Transcript: MAGA Fury Boils Over as Trump Tariffs Suddenly in Jeopardy
Somin: Yes, I think so. Although, it is also true that the court wasn’t completely clear whether the main emphasis of their analysis was on the words “extraordinary” and “unusual threat” or on the term “emergency.” What they did emphasize and what they did conclude is that the statute as a whole does have meaning, and it doesn’t just simply mean whatever the president says is an extraordinary and unusual threat. Or as one of the judges, Judge Restani, put it in oral argument, the president can’t just say any crazy thing qualifies as an emergency or an extraordinary and unusual threat. She used the example of a peanut butter shortage where the president could claim that’s an extraordinary and unusual threat and impose tariffs as a result. I think that’s just an example of the ridiculousness that you can get if the president just gets to unilaterally decide what qualifies as an extraordinary and unusual threat that allows triggering of the enormous powers created by the statute.

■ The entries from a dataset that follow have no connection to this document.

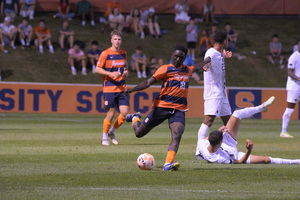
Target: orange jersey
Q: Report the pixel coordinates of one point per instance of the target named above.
(175, 84)
(113, 61)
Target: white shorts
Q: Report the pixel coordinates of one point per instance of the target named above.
(293, 96)
(217, 107)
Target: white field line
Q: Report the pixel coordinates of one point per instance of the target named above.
(143, 189)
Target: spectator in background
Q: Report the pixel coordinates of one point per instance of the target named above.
(191, 37)
(66, 35)
(64, 10)
(27, 8)
(110, 7)
(232, 37)
(139, 60)
(77, 59)
(134, 21)
(206, 42)
(43, 35)
(9, 8)
(116, 20)
(25, 32)
(8, 33)
(208, 12)
(94, 54)
(275, 51)
(152, 24)
(181, 10)
(84, 9)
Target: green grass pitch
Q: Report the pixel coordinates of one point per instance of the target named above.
(61, 157)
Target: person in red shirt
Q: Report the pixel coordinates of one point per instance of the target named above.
(171, 103)
(112, 65)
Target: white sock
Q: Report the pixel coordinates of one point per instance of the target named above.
(105, 136)
(279, 161)
(286, 119)
(247, 112)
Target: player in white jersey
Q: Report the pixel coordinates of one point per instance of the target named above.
(220, 146)
(293, 90)
(216, 102)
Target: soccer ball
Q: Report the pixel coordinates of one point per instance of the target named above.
(145, 161)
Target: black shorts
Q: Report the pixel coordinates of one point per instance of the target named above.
(114, 100)
(159, 115)
(191, 45)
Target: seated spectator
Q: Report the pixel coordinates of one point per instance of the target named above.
(77, 58)
(152, 24)
(232, 37)
(134, 21)
(275, 51)
(206, 42)
(66, 35)
(8, 33)
(181, 10)
(27, 8)
(25, 32)
(9, 8)
(43, 35)
(110, 7)
(191, 37)
(64, 10)
(94, 54)
(116, 20)
(208, 12)
(84, 8)
(139, 60)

Sargent: And let’s be blunt about this, Ilya. That declaration by the court—that Trump doesn’t have unlimited authority to say what an emergency is—is almost certainly one of the things that really triggered some of the people around him, especially people like Stephen Miller, because they have a project. It’s a real project, which essentially entails giving the president unlimited authority to act against apocalyptic emergencies that he simply says are there. Can you talk about that? This is a big, big thing that’s at stake here beyond this case, isn’t it?
Somin: Yeah. Obviously, there’s been a bunch of other power grabs by this administration, some of which we can talk about. I myself have been involved in opposing that under the Alien Enemies Act. And when you put them together, a lot of them are essentially claiming that the powers normally reserved for extraordinary emergency situations can, in fact, be used as a matter of course. This is a standard tactic of various authoritarian regimes around the world. Admittedly, emergency power has been abused by previous presidents, including—I’m sorry to say—President Biden with, for example, his student loan forgiveness power grab. But the power grab here is even bigger than those. Trillions of dollars are involved. It’s the biggest such power grab, at least in economic terms, in modern American history. And there’s a number of others. And yes, if you look at the things that people like Stephen Miller and some of his other advisers have written and said, it seems like they have this vast outsize role for executive power in mind that would in fact turn the president into a quasi-dictator or even a king.